If you share the team’s passion for preserving and celebrating plant life, you can support the Conservatory of Flowers with a donation sent online, by phone, or by mail. You can even make the donation in honor of your significant other and have a special notification card mailed to him or her. It’s a sweet gesture and helps the Conservatory continue wowing visitors with their extensive botanical collections.
Arouse All Your Senses on a Date at the Conservatory of Flowers
San Francisco’s Conservatory of Flowers excels at creating special moments for visitors. This historic site has shared its beauty with multiple generations of daters and continues to be appreciated by couples young and old. Throughout the years, the galleries have borne witness to countless first dates, proposals, weddings, and anniversaries as couples return again and again to the longstanding landmark.

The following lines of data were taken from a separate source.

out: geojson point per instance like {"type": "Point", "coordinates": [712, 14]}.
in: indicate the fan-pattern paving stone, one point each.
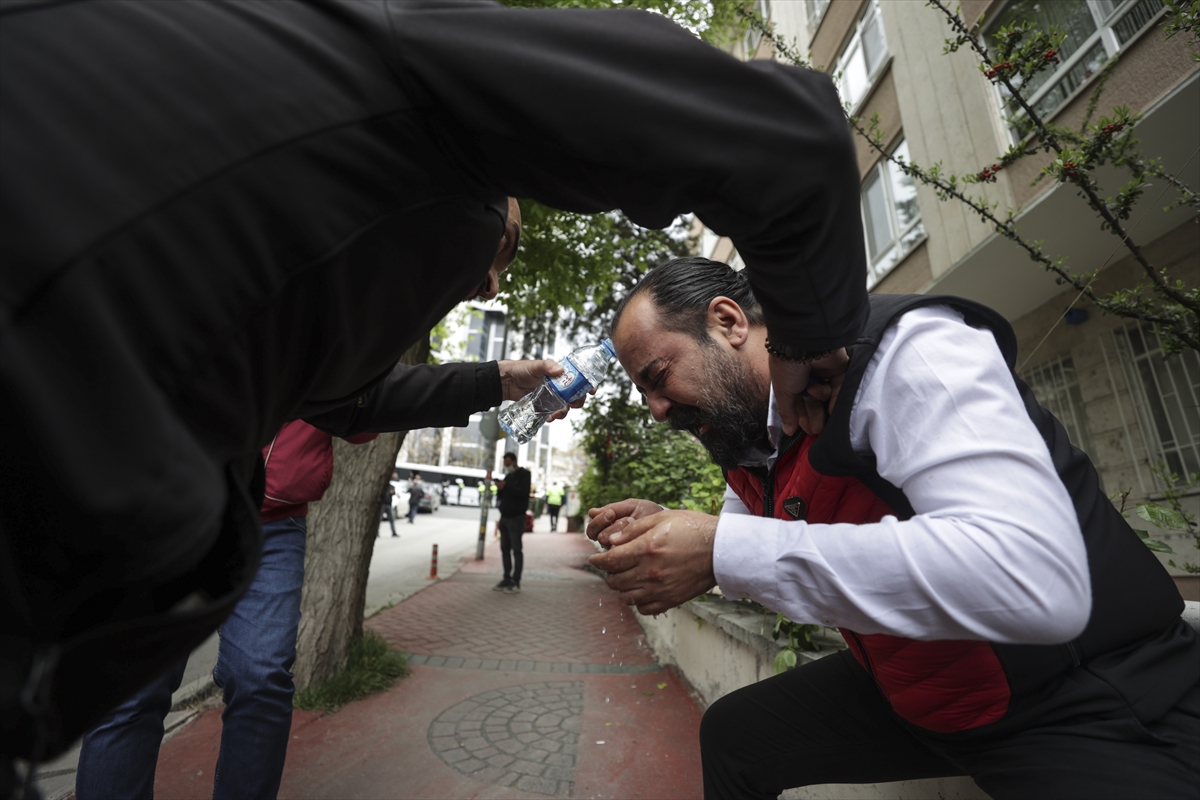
{"type": "Point", "coordinates": [523, 737]}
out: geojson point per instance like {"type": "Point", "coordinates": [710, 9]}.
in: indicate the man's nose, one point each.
{"type": "Point", "coordinates": [660, 407]}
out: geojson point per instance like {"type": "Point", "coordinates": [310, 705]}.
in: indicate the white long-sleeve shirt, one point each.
{"type": "Point", "coordinates": [994, 549]}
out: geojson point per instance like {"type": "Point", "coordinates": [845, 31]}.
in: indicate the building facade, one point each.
{"type": "Point", "coordinates": [1122, 402]}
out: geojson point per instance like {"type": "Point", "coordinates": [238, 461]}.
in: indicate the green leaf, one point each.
{"type": "Point", "coordinates": [1162, 516]}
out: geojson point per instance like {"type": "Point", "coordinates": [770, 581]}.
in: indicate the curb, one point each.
{"type": "Point", "coordinates": [198, 690]}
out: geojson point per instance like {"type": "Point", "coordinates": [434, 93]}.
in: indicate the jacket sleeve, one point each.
{"type": "Point", "coordinates": [423, 396]}
{"type": "Point", "coordinates": [595, 109]}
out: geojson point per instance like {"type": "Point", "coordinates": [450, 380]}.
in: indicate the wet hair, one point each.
{"type": "Point", "coordinates": [683, 288]}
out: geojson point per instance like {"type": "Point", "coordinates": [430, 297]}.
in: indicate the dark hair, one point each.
{"type": "Point", "coordinates": [682, 289]}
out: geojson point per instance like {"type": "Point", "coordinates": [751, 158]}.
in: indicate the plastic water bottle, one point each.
{"type": "Point", "coordinates": [583, 371]}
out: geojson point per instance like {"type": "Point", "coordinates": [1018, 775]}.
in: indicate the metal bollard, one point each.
{"type": "Point", "coordinates": [433, 565]}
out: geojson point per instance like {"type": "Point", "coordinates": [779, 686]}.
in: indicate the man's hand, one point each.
{"type": "Point", "coordinates": [616, 517]}
{"type": "Point", "coordinates": [660, 560]}
{"type": "Point", "coordinates": [791, 380]}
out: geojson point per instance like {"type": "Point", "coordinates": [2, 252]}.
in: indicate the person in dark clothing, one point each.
{"type": "Point", "coordinates": [514, 501]}
{"type": "Point", "coordinates": [414, 497]}
{"type": "Point", "coordinates": [219, 217]}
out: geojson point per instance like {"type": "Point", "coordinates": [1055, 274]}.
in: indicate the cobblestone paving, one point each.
{"type": "Point", "coordinates": [550, 621]}
{"type": "Point", "coordinates": [522, 737]}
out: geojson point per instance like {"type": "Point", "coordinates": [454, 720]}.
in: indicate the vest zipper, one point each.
{"type": "Point", "coordinates": [768, 480]}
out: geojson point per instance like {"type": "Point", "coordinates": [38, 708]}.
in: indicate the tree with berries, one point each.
{"type": "Point", "coordinates": [1017, 54]}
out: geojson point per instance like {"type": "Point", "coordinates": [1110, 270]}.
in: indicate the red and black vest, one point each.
{"type": "Point", "coordinates": [951, 686]}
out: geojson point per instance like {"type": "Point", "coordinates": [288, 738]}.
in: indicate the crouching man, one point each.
{"type": "Point", "coordinates": [1002, 619]}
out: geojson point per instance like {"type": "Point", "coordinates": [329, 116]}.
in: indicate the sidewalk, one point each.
{"type": "Point", "coordinates": [550, 692]}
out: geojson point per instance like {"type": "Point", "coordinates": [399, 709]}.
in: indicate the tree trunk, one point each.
{"type": "Point", "coordinates": [342, 529]}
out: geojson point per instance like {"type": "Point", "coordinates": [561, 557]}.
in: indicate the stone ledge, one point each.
{"type": "Point", "coordinates": [754, 627]}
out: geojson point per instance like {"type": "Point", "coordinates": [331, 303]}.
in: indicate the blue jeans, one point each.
{"type": "Point", "coordinates": [258, 647]}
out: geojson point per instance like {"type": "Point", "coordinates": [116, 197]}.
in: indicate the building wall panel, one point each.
{"type": "Point", "coordinates": [835, 26]}
{"type": "Point", "coordinates": [948, 118]}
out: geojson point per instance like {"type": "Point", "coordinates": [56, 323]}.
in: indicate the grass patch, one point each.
{"type": "Point", "coordinates": [371, 666]}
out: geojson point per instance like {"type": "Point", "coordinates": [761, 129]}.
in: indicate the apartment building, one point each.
{"type": "Point", "coordinates": [1122, 402]}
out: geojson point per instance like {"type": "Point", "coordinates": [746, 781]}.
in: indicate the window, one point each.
{"type": "Point", "coordinates": [754, 36]}
{"type": "Point", "coordinates": [1096, 30]}
{"type": "Point", "coordinates": [815, 12]}
{"type": "Point", "coordinates": [891, 216]}
{"type": "Point", "coordinates": [1167, 391]}
{"type": "Point", "coordinates": [1056, 386]}
{"type": "Point", "coordinates": [859, 64]}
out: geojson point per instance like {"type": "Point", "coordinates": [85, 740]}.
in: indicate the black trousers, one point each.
{"type": "Point", "coordinates": [827, 722]}
{"type": "Point", "coordinates": [511, 529]}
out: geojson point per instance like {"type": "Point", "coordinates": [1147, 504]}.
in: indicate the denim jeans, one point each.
{"type": "Point", "coordinates": [258, 647]}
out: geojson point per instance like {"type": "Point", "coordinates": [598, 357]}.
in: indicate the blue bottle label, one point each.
{"type": "Point", "coordinates": [571, 385]}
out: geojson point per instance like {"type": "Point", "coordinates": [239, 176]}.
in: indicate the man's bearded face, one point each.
{"type": "Point", "coordinates": [735, 404]}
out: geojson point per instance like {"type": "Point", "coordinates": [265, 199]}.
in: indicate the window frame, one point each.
{"type": "Point", "coordinates": [855, 42]}
{"type": "Point", "coordinates": [815, 24]}
{"type": "Point", "coordinates": [1105, 34]}
{"type": "Point", "coordinates": [1051, 383]}
{"type": "Point", "coordinates": [881, 170]}
{"type": "Point", "coordinates": [1153, 411]}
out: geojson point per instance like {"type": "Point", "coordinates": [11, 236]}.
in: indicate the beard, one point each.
{"type": "Point", "coordinates": [736, 404]}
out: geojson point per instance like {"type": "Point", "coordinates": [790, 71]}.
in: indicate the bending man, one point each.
{"type": "Point", "coordinates": [1002, 619]}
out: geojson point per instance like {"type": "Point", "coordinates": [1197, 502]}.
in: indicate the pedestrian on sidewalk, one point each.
{"type": "Point", "coordinates": [414, 497]}
{"type": "Point", "coordinates": [389, 492]}
{"type": "Point", "coordinates": [255, 656]}
{"type": "Point", "coordinates": [553, 503]}
{"type": "Point", "coordinates": [514, 498]}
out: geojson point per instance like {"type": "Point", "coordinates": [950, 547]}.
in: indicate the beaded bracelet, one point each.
{"type": "Point", "coordinates": [807, 358]}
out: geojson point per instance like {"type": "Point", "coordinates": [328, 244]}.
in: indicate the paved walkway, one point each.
{"type": "Point", "coordinates": [551, 692]}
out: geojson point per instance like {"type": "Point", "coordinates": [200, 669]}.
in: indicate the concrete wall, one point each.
{"type": "Point", "coordinates": [1147, 70]}
{"type": "Point", "coordinates": [949, 116]}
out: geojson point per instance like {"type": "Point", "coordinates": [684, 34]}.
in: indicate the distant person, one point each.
{"type": "Point", "coordinates": [389, 492]}
{"type": "Point", "coordinates": [514, 499]}
{"type": "Point", "coordinates": [553, 504]}
{"type": "Point", "coordinates": [414, 497]}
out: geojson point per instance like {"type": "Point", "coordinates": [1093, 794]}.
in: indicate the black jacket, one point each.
{"type": "Point", "coordinates": [515, 495]}
{"type": "Point", "coordinates": [221, 216]}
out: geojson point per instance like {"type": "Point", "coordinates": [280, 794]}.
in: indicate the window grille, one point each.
{"type": "Point", "coordinates": [1056, 386]}
{"type": "Point", "coordinates": [1096, 31]}
{"type": "Point", "coordinates": [815, 12]}
{"type": "Point", "coordinates": [891, 216]}
{"type": "Point", "coordinates": [1165, 392]}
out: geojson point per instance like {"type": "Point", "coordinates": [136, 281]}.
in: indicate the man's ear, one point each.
{"type": "Point", "coordinates": [727, 320]}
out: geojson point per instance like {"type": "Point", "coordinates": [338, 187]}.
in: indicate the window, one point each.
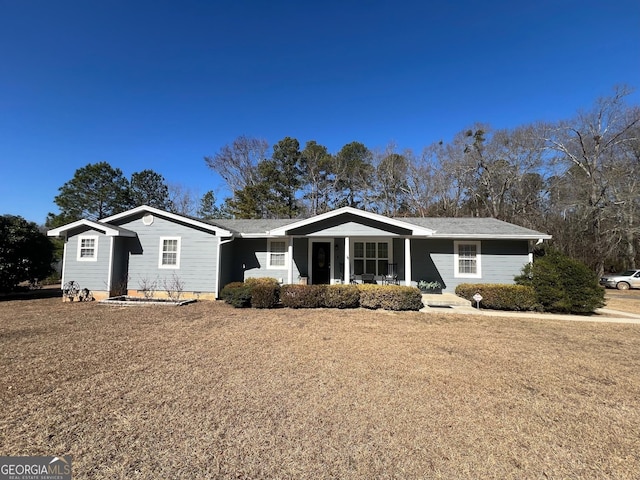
{"type": "Point", "coordinates": [88, 248]}
{"type": "Point", "coordinates": [466, 259]}
{"type": "Point", "coordinates": [370, 257]}
{"type": "Point", "coordinates": [169, 252]}
{"type": "Point", "coordinates": [277, 254]}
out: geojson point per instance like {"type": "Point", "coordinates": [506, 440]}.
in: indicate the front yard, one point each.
{"type": "Point", "coordinates": [208, 391]}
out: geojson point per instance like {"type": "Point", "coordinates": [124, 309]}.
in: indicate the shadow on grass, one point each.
{"type": "Point", "coordinates": [50, 291]}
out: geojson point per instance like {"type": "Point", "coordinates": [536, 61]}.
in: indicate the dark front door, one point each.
{"type": "Point", "coordinates": [321, 263]}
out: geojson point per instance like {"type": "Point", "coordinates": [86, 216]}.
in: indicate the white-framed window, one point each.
{"type": "Point", "coordinates": [371, 257]}
{"type": "Point", "coordinates": [169, 252]}
{"type": "Point", "coordinates": [88, 248]}
{"type": "Point", "coordinates": [276, 254]}
{"type": "Point", "coordinates": [467, 259]}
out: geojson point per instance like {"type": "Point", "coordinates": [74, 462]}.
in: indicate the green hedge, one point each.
{"type": "Point", "coordinates": [390, 297]}
{"type": "Point", "coordinates": [266, 293]}
{"type": "Point", "coordinates": [237, 294]}
{"type": "Point", "coordinates": [501, 296]}
{"type": "Point", "coordinates": [341, 296]}
{"type": "Point", "coordinates": [563, 284]}
{"type": "Point", "coordinates": [302, 296]}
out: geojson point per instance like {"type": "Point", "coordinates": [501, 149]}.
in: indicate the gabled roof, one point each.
{"type": "Point", "coordinates": [413, 228]}
{"type": "Point", "coordinates": [476, 228]}
{"type": "Point", "coordinates": [109, 230]}
{"type": "Point", "coordinates": [172, 216]}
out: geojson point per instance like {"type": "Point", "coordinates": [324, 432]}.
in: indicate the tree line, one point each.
{"type": "Point", "coordinates": [577, 179]}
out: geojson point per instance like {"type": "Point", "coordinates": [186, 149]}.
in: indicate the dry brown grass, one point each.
{"type": "Point", "coordinates": [626, 301]}
{"type": "Point", "coordinates": [206, 391]}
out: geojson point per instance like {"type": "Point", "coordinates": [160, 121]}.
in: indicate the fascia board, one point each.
{"type": "Point", "coordinates": [173, 216]}
{"type": "Point", "coordinates": [415, 229]}
{"type": "Point", "coordinates": [108, 230]}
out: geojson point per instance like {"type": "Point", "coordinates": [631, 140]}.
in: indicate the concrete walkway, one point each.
{"type": "Point", "coordinates": [450, 303]}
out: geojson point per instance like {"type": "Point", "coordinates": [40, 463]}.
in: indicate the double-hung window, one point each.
{"type": "Point", "coordinates": [277, 254]}
{"type": "Point", "coordinates": [467, 260]}
{"type": "Point", "coordinates": [370, 257]}
{"type": "Point", "coordinates": [169, 252]}
{"type": "Point", "coordinates": [88, 248]}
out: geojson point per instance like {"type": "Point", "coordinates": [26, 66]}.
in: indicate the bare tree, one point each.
{"type": "Point", "coordinates": [593, 145]}
{"type": "Point", "coordinates": [183, 200]}
{"type": "Point", "coordinates": [237, 162]}
{"type": "Point", "coordinates": [390, 186]}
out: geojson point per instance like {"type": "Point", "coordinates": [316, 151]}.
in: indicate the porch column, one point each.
{"type": "Point", "coordinates": [290, 255]}
{"type": "Point", "coordinates": [347, 266]}
{"type": "Point", "coordinates": [407, 262]}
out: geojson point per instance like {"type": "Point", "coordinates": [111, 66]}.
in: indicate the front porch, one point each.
{"type": "Point", "coordinates": [335, 260]}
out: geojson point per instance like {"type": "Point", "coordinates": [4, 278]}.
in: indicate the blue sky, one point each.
{"type": "Point", "coordinates": [161, 84]}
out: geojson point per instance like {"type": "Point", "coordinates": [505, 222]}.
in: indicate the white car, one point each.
{"type": "Point", "coordinates": [622, 281]}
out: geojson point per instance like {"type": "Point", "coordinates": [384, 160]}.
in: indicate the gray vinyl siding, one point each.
{"type": "Point", "coordinates": [247, 258]}
{"type": "Point", "coordinates": [198, 255]}
{"type": "Point", "coordinates": [501, 261]}
{"type": "Point", "coordinates": [251, 257]}
{"type": "Point", "coordinates": [87, 274]}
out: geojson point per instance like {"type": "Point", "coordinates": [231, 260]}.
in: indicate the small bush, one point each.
{"type": "Point", "coordinates": [390, 297]}
{"type": "Point", "coordinates": [237, 294]}
{"type": "Point", "coordinates": [501, 296]}
{"type": "Point", "coordinates": [302, 296]}
{"type": "Point", "coordinates": [341, 296]}
{"type": "Point", "coordinates": [253, 281]}
{"type": "Point", "coordinates": [563, 284]}
{"type": "Point", "coordinates": [264, 294]}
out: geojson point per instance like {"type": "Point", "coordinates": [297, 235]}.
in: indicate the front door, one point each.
{"type": "Point", "coordinates": [321, 263]}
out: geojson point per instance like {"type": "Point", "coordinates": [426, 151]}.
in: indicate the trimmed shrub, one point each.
{"type": "Point", "coordinates": [501, 296]}
{"type": "Point", "coordinates": [302, 296]}
{"type": "Point", "coordinates": [265, 294]}
{"type": "Point", "coordinates": [237, 294]}
{"type": "Point", "coordinates": [563, 284]}
{"type": "Point", "coordinates": [390, 297]}
{"type": "Point", "coordinates": [341, 296]}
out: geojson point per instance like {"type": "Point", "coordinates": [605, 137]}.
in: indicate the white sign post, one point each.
{"type": "Point", "coordinates": [478, 298]}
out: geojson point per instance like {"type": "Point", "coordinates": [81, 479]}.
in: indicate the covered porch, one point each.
{"type": "Point", "coordinates": [350, 246]}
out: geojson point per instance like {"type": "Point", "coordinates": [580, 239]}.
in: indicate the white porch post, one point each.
{"type": "Point", "coordinates": [347, 266]}
{"type": "Point", "coordinates": [407, 262]}
{"type": "Point", "coordinates": [290, 255]}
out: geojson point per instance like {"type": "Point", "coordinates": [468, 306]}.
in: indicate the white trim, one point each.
{"type": "Point", "coordinates": [414, 229]}
{"type": "Point", "coordinates": [173, 216]}
{"type": "Point", "coordinates": [290, 255]}
{"type": "Point", "coordinates": [64, 263]}
{"type": "Point", "coordinates": [285, 254]}
{"type": "Point", "coordinates": [311, 241]}
{"type": "Point", "coordinates": [407, 261]}
{"type": "Point", "coordinates": [490, 236]}
{"type": "Point", "coordinates": [456, 263]}
{"type": "Point", "coordinates": [92, 258]}
{"type": "Point", "coordinates": [161, 251]}
{"type": "Point", "coordinates": [347, 260]}
{"type": "Point", "coordinates": [110, 271]}
{"type": "Point", "coordinates": [376, 240]}
{"type": "Point", "coordinates": [108, 230]}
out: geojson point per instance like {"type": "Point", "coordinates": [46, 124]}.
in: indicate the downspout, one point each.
{"type": "Point", "coordinates": [540, 240]}
{"type": "Point", "coordinates": [219, 270]}
{"type": "Point", "coordinates": [64, 261]}
{"type": "Point", "coordinates": [110, 271]}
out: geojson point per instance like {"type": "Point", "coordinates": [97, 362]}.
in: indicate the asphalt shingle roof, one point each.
{"type": "Point", "coordinates": [458, 226]}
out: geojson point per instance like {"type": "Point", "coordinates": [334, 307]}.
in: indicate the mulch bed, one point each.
{"type": "Point", "coordinates": [208, 391]}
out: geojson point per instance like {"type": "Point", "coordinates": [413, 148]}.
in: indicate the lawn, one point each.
{"type": "Point", "coordinates": [207, 391]}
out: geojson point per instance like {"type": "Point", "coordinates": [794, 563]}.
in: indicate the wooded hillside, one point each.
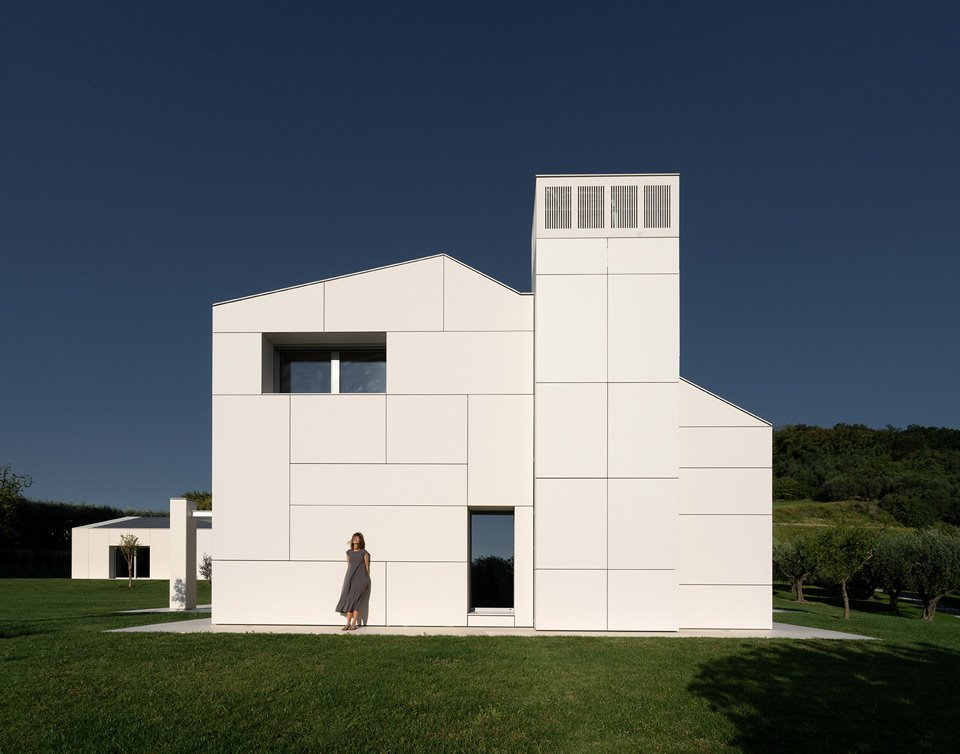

The Conservatory even hosts special events geared toward dating, planting the seeds for healthy relationships in people of all backgrounds and orientations. On a date there, couples can discuss various flora as they meander under the shade of palm trees, along the banks of a pond, or through a kaleidoscope of butterflies. Whether part of a group tour, a wedding reception, or an afternoon date activity, visitors will find their senses overwhelmed by the gallery collections of plants and flowers.
If you want to stimulate a budding romance, you can go on a date to the Conservatory of Flowers where a rich, engaging environment fosters connections between people. “Ever since we opened, the Conservatory of Flowers has been a place that people view very romantically,” Lau said. “I think that’s something that still really attracts people to us.”